We first propose a tensor-based prototype for graph queries. Tensors are multi-dimensional arrays, and have been utilized as data units in deep learning frameworks such as Tensor Flow and PyTorch. Through tensors, these frameworks encapsulate optimized hardware dependent code for automatic performance wimprovement on modern processors. Inspired by this practice, we explore how to utilize tensors to efficiently process graph queries. Specifically, we design a succinct storage format for tensors to represent graph topology effectively and compose graph query operations using tensor computation.
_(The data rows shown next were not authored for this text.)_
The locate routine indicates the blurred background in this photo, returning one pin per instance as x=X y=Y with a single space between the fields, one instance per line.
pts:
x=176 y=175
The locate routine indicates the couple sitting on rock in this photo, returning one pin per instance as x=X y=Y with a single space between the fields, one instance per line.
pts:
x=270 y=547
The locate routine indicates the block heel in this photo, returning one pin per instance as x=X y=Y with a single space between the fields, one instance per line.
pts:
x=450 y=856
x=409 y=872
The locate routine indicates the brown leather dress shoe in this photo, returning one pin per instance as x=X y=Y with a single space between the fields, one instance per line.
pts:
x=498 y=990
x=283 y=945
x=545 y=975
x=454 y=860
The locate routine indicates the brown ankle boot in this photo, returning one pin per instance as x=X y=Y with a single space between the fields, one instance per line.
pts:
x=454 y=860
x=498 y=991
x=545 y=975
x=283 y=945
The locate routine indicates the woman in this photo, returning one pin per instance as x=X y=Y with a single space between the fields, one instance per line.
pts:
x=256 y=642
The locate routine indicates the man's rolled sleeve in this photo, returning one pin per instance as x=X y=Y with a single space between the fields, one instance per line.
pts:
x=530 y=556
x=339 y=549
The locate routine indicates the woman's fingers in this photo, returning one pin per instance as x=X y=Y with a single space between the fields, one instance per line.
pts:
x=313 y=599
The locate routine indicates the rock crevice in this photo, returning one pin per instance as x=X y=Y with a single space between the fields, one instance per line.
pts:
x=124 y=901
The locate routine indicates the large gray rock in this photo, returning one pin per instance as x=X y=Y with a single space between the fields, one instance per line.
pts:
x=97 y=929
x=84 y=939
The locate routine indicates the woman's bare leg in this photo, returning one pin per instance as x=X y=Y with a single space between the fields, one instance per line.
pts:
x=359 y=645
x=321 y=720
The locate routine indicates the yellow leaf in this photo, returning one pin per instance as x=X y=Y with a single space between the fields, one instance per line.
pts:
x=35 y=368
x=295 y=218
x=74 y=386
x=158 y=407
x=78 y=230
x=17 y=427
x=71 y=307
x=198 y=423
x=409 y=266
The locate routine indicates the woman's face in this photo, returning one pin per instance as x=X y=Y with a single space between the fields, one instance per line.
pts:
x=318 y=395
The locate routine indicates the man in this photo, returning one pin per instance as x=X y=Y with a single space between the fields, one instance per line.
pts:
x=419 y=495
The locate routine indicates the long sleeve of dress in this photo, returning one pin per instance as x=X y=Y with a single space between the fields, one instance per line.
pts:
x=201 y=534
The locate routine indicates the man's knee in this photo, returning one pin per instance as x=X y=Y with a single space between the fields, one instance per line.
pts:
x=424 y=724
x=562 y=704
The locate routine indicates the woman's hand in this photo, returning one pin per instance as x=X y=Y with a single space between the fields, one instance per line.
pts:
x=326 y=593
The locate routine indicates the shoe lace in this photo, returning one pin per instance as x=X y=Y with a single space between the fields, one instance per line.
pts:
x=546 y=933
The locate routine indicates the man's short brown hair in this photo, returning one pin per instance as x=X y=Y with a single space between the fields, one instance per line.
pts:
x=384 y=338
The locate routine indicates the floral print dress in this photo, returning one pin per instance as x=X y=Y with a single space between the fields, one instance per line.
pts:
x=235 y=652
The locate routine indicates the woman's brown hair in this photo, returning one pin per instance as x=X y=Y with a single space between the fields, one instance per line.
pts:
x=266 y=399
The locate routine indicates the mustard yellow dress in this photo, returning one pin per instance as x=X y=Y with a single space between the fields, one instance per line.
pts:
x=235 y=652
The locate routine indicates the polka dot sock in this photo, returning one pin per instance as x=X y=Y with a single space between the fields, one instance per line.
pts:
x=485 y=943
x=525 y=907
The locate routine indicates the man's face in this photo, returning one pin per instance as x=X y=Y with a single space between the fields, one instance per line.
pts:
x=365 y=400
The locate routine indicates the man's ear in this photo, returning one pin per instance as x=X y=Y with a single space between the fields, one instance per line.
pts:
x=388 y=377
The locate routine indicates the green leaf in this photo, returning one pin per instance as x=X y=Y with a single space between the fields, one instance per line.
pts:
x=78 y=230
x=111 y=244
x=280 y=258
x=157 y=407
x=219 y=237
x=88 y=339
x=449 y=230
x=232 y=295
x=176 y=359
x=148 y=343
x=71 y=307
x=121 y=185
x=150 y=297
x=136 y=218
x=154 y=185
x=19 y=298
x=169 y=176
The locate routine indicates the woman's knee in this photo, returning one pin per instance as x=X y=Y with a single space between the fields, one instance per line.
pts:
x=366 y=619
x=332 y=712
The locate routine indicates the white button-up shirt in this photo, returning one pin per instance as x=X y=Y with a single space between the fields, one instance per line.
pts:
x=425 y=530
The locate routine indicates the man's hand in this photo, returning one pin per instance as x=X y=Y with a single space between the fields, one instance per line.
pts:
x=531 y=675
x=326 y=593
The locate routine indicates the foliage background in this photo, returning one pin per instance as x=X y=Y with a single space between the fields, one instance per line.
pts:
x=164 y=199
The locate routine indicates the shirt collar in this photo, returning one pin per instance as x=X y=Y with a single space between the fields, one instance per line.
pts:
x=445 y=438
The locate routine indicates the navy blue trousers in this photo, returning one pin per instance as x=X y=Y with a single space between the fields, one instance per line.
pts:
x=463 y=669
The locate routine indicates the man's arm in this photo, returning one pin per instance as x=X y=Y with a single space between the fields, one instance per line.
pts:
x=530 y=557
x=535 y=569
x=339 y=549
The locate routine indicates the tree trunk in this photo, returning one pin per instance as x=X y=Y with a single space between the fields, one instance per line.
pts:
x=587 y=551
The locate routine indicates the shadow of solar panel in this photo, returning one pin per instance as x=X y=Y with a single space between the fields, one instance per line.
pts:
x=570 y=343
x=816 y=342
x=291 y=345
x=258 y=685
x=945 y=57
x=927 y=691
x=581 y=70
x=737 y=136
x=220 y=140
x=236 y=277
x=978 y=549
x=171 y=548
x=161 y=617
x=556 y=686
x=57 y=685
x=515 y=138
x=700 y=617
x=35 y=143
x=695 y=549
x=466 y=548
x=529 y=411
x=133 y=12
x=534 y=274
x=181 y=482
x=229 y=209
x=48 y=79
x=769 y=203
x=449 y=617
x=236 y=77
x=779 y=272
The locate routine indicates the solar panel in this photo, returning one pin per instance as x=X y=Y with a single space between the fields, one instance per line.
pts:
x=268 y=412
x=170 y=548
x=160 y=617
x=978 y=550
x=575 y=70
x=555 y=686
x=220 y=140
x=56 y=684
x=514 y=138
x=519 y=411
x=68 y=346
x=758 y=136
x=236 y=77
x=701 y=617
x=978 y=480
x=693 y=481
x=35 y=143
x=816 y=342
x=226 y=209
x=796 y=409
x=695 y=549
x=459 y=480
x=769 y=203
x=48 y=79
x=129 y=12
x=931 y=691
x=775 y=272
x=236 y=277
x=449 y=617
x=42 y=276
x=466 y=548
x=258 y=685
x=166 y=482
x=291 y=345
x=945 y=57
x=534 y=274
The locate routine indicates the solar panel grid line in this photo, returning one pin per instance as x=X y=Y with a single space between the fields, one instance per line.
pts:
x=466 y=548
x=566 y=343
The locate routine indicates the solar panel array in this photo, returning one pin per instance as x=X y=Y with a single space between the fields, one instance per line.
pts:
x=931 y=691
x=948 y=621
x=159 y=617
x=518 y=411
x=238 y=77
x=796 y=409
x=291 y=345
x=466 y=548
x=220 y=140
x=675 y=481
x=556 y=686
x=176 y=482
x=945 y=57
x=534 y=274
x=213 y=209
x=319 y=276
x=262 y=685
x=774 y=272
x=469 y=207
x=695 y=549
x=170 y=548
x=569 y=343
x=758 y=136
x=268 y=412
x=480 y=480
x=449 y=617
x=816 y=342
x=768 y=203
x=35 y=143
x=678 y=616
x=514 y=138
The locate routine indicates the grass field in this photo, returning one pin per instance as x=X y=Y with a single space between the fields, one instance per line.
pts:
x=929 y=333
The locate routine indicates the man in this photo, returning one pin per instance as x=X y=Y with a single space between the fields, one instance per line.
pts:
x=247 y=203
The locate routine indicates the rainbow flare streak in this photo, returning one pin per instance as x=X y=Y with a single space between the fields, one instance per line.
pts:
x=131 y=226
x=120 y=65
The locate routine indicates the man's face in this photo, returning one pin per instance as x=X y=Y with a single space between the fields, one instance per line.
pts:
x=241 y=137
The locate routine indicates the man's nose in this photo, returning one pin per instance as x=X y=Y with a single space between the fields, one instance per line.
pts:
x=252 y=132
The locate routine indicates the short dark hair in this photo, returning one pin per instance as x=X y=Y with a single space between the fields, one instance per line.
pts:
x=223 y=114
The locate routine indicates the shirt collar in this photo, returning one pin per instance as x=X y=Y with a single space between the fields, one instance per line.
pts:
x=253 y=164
We have developed TenGraph, our PyTorch-based prototype, and evaluated it on graph query benchmark workloads in comparison with a variety of CPU- and GPU-based systems. Our experimental results show that TenGraph not only achieves a speedup of 50-100 times on the GPU over the CPU but also outperforms the other CPU- and GPU-based systems significantly. However, the PyTorch-based graph query engine still has its limitations. Because of the lack of an efficient tensor operator for segmented set intersection in PyTorch, TenGraph can not fully efficiently support batched edge existence checking and queries on graph patterns with cycles. We propose to extend PyTorch with a new tensor operator segment_isin and utilize it to achieve efficient cyclic graph pattern matching. We will also explore implementing the graph-based approximate nearest neighbor search (ANNS) on tensor operators. We propose to add another new tensor operator rowwise_topk to support ANNS. We will implement joint queries that involve graph pattern matching and vector similarity search. We will also explore how to support graph edge insertion and deletion in TenGraph.
We propose to follow the architecture of composable databases and partial query evaluation, as adopted by an existing system, BOSS, to further extend our TenGraph system by integrating the cuVS library. Since both tensors and the basic data units in cuVS support cuda_array_interface, data conversion between PyTorch and cuVS will be zero-copy. We propose to explore the possible optimizations for deeper integration of graph and vector query processing after we combine TenGraph and cuVS.
TPE Committee
Chair of Committee: Prof. CHU Xiaowen
Prime Supervisor: Prof. LUO Qiong
Co-Supervisor: Prof. ZHANG Wei
Examiner: Prof. DING Ningning
日期
09 June 2025
时间
14:00:00 - 15:00:00
地点
E1-147 (HKUST-GZ